Les grossesses adolescentes surviennent plus souvent dans les régions marquées par la précarité et l’isolement social. Est-ce un problème d’information, d’accès à la contraception?
Les naissances chez les moins de 18 ans sont plus de deux fois plus nombreuses en Hainaut (1,2%) que dans le reste de la Belgique (0,5%), indique l’Observatoire de la Santé du Hainaut. De 2009 à 2013, 4,3% des bébés hainuyers ont été mis au monde par des mères âgées de moins de 20 ans, soit deux fois plus qu’au niveau national (2,2%). Alors que, sur l’ensemble de la Belgique, la maternité «tardive» (chez les plus de 40 ans) est beaucoup plus fréquente que la maternité «précoce» (chez les moins de 20 ans), la tendance s’inverse en Hainaut: 633 naissances en moyenne par an chez les moins de 20 ans, contre 448 chez les plus de 40 ans. Le taux d’IVG chez les adolescentes y est également plus élevé que dans les autres provinces.
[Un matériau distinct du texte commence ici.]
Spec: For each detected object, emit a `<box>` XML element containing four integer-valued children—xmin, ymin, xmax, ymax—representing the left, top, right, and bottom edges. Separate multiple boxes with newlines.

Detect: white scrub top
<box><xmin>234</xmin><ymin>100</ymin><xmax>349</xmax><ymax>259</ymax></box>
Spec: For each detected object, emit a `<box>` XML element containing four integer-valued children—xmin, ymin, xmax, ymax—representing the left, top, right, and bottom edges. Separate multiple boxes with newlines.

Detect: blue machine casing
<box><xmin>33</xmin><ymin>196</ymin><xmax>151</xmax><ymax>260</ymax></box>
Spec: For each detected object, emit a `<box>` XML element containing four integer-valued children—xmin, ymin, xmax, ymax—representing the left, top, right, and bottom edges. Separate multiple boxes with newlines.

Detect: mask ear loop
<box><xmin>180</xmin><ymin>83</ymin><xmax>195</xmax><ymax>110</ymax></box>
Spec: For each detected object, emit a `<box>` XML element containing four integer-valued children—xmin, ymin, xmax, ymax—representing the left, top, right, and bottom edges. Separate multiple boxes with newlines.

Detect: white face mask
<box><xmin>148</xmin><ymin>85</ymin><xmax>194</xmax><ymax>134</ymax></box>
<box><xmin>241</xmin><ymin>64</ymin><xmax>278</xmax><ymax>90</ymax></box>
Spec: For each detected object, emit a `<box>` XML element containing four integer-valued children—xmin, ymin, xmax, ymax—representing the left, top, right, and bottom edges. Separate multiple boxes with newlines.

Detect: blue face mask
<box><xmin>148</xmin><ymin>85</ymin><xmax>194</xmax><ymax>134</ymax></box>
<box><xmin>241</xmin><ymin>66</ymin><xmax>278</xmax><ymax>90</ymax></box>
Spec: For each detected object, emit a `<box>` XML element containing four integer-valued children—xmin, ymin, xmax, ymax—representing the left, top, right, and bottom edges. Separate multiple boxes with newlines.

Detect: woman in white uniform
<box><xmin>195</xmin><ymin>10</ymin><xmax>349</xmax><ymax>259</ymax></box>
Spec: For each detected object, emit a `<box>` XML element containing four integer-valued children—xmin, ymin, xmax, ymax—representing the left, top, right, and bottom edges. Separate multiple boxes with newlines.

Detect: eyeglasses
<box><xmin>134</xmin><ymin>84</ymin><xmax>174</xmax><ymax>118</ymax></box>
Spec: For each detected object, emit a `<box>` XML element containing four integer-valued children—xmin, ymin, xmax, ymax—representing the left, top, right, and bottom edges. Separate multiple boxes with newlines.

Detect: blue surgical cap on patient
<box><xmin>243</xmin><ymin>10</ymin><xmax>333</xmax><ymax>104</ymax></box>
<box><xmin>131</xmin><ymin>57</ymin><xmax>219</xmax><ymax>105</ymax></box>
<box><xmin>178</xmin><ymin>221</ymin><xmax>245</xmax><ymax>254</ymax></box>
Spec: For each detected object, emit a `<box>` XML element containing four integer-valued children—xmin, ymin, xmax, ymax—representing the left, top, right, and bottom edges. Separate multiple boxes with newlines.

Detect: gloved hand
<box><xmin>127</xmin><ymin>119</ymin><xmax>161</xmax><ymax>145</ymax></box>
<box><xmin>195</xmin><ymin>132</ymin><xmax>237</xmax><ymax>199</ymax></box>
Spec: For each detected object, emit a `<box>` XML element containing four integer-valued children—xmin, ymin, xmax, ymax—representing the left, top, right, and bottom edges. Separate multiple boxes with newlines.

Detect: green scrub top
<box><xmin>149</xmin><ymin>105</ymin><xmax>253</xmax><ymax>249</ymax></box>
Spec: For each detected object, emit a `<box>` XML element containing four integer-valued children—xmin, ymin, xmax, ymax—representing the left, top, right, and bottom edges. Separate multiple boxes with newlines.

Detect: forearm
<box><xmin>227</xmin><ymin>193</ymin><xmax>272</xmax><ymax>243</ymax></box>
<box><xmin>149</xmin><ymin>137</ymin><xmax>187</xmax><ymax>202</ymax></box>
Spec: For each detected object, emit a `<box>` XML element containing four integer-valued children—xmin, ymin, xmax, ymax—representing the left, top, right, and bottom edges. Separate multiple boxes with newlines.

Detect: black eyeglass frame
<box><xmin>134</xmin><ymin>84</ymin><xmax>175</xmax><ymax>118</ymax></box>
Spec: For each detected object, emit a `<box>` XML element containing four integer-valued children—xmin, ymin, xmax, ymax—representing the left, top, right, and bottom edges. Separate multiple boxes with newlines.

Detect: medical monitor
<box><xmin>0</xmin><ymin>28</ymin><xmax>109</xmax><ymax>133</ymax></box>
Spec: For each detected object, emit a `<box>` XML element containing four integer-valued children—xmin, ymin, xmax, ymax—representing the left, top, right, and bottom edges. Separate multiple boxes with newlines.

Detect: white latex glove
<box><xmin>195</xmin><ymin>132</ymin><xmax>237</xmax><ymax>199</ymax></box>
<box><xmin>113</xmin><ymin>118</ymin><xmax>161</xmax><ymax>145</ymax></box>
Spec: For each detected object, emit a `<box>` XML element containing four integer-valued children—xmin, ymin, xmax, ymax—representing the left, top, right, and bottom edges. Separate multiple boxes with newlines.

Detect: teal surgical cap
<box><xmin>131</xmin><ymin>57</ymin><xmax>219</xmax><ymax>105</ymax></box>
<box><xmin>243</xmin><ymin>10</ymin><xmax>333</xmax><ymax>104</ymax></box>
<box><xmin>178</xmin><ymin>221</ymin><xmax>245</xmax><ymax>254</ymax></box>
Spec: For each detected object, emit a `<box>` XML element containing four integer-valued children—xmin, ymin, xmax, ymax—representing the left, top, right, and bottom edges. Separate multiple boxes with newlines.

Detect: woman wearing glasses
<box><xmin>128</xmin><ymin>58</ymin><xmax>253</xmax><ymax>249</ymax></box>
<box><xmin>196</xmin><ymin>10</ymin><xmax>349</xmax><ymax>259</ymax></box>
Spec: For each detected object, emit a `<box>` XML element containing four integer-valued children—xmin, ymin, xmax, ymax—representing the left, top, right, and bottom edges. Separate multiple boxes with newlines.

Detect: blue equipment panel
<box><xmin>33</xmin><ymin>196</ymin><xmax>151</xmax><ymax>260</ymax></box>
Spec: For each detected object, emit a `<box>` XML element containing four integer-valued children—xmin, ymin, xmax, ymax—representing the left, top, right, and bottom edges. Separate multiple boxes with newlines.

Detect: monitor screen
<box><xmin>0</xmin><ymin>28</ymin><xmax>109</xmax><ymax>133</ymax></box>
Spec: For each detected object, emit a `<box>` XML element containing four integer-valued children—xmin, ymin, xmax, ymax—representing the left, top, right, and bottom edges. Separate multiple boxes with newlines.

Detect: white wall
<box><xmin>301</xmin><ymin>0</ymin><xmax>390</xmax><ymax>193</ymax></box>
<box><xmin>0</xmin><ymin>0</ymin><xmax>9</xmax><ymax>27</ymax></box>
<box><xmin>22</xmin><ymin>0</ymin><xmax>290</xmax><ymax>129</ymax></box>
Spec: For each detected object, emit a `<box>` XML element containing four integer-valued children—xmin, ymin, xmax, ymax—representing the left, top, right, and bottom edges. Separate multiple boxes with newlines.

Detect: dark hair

Les grossesses adolescentes surviennent plus souvent dans les régions marquées par la précarité et l’isolement social. Est-ce un problème d’information, d’accès à la contraception? Fabienne Jeanson, directrice de Marsupilama: «Non, elles savent très bien comment on tombe enceinte. C’est au-delà de ça. Ce n’est pas pour rien qu’elles font un bébé ou qu’elles décident de le garder.» Il y aurait des profils de personnalité plus disposés à une grossesse précoce. «Elles ont souvent comme point commun une absence du père et une mère défaillante, précise Fabienne Jeanson. Ces jeunes filles ont des manques affectifs gigantesques, qu’elles essaient de combler en faisant un bébé.»
Une pensionnaire du Toboggan lui aurait dit un jour: «Pour une gamine comme moi avec un profil délinquant, il y a deux issues: soit je vais en IPPJ, soit je me fais faire un gosse.» Derrière cette envie d’enfant, il y a aussi le rêve de se donner un statut social, de passer du rôle de l’emmerdeuse qui foire ses études à celui de maman. «Le changement de statut est d’ailleurs réel, observe Fabienne Jeanson, puisque la loi leur confère l’autorité sur le bébé, même si leurs parents gardent l’autorité sur elles.»
Simple comme la vie
Le projet de Marsupilama est simple comme la vie: on n’y suit pas de cours à l’éducation, pas d’entraînement ni de longues séances de psy. Les mamans sont responsables de leur enfant et des tâches quotidiennes (repas, lessive, nettoyage, etc.), de manière autonome, mais avec à leurs côtés, en journée, des adultes bienveillants qui peuvent les réconforter, les conseiller ou les orienter. La crèche d’à côté prend en charge les enfants, afin que les jeunes mères puissent reprendre l’école.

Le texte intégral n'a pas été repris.